From Chhattisgarh to the rest of India
What Banerjee uncovered in 2016 is now being echoed across the country. In Gujarat, a recent joint police operation dismantled an inter-state trafficking racket and rescued a newborn who was being transported to Hyderabad. Investigators traced a layered chain of middlemen buying and selling infants, exploiting gaps between state jurisdictions. In Jharkhand, police busted an inter-state gang accused of abducting children and moving them across Bihar, West Bengal, Odisha and Uttar Pradesh. Twelve children aged between four and twelve were rescued, and officials described the group as an “active inter-state child theft gang”. In Kolkata, police rescued a minor girl allegedly abducted by people posing as members of an “orchestra” troupe at cultural events. The tactic was chillingly simple: gain familiarity at community gatherings, earn trust, then disappear with a child. These cases underline a harsh truth. Trafficking networks do not rely on darkness alone; they operate in public spaces, festivals and job markets, hiding in plain sight.
The numbers behind the horror
The scale of the crisis is staggering. According to a report by the Centre for Legal Action and Behaviour Change (C-LAB), which analysed data from civil society organisations working with law enforcement, 53,651 children were rescued from child labour and trafficking between April 2024 and March 2025. Nearly 38,388 FIRs were registered across 24 states and union territories, leading to thousands of arrests. The report notes that a large proportion of rescues involved the worst forms of exploitation, including forced labour in spas, massage parlours, orchestra troupes and environments resembling brothels. These are spaces where beggar mafias, sex trafficking, and bonded labour often overlap. States such as Uttar Pradesh, Bihar, Telangana, Rajasthan, and Delhi are hotspots. They require targeted enforcement and long-term rehabilitation strategies rather than sporadic raids.
Delhi’s alarming rise in child labour rescues
Delhi’s data is particularly unsettling. Police records show a 51 per cent rise in child labour rescues in the first five months of 2025 compared to the same period in 2024. In those months alone, 202 children were rescued and 22 alleged traffickers arrested.
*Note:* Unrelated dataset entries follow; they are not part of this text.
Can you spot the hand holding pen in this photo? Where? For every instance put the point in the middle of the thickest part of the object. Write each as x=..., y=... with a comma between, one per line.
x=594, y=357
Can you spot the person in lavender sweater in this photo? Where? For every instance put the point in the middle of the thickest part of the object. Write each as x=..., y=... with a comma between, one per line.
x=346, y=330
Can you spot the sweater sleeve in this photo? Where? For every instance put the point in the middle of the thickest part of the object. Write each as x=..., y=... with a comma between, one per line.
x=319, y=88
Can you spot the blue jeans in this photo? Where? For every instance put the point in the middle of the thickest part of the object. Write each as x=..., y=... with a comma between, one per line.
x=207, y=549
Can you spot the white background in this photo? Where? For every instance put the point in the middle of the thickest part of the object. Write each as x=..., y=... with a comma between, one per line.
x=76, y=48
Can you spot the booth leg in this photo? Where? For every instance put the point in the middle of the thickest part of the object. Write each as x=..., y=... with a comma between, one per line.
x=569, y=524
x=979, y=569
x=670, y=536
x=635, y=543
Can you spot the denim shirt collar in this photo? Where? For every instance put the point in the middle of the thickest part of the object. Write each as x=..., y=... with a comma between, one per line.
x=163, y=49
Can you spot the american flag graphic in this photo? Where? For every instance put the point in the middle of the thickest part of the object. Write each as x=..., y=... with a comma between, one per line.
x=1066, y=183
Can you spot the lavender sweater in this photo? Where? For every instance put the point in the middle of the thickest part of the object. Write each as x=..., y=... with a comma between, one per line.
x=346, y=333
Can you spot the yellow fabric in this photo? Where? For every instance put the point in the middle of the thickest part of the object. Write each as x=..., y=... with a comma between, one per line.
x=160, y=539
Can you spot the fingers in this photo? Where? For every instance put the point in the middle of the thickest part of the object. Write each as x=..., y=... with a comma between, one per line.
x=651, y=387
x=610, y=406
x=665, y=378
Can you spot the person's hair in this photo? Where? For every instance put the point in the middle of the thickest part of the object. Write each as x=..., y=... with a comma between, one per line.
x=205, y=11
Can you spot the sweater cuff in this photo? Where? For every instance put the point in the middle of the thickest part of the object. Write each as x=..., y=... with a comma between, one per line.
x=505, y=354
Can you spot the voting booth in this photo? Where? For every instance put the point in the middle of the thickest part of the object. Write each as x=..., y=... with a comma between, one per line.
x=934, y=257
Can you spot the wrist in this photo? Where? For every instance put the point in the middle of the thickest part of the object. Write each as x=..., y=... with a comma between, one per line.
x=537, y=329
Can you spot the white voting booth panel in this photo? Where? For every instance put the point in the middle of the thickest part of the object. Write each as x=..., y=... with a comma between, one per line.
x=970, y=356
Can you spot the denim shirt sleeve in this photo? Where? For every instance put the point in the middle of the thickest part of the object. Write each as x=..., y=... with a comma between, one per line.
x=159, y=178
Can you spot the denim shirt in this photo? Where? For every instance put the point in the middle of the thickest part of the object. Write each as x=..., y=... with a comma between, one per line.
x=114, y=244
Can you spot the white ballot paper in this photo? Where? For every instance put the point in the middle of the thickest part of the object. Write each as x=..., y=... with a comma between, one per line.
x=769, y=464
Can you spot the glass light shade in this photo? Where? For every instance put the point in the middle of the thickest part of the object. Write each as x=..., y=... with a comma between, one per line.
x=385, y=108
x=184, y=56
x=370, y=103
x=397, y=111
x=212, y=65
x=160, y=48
Most of these children had been brought from economically weaker states including Jharkhand, Bihar, Uttar Pradesh, Madhya Pradesh and Rajasthan. They were lured by promises of stable work, only to be trapped in exploitative conditions in the capital.
Institutions under pressure to act
At the national level, the National Commission for Protection of Child Rights has reported rescuing over 2,300 children within six months through coordinated interventions, while launching a pan-India campaign focused on rescue, rehabilitation and systemic reform. State legislatures are also confronting grim statistics. In Odisha, the government cited data from the National Crime Records Bureau showing 1,305 people trafficked in the state, including 348 minors. Judicial scrutiny is intensifying. The Supreme Court of India has described child trafficking as “very rampant” in Delhi and sought detailed reports from the Centre, urging faster trials to prevent traffickers from exploiting judicial delays.
The human cost behind the headlines
Statistics capture scale, not suffering. Children rescued from trafficking often carry invisible scars: trauma, mistrust, interrupted education, and a lingering fear of authority. Rescue is just the first step. Counselling, rehabilitation, and reintegration into families and schools determine whether freedom truly lasts.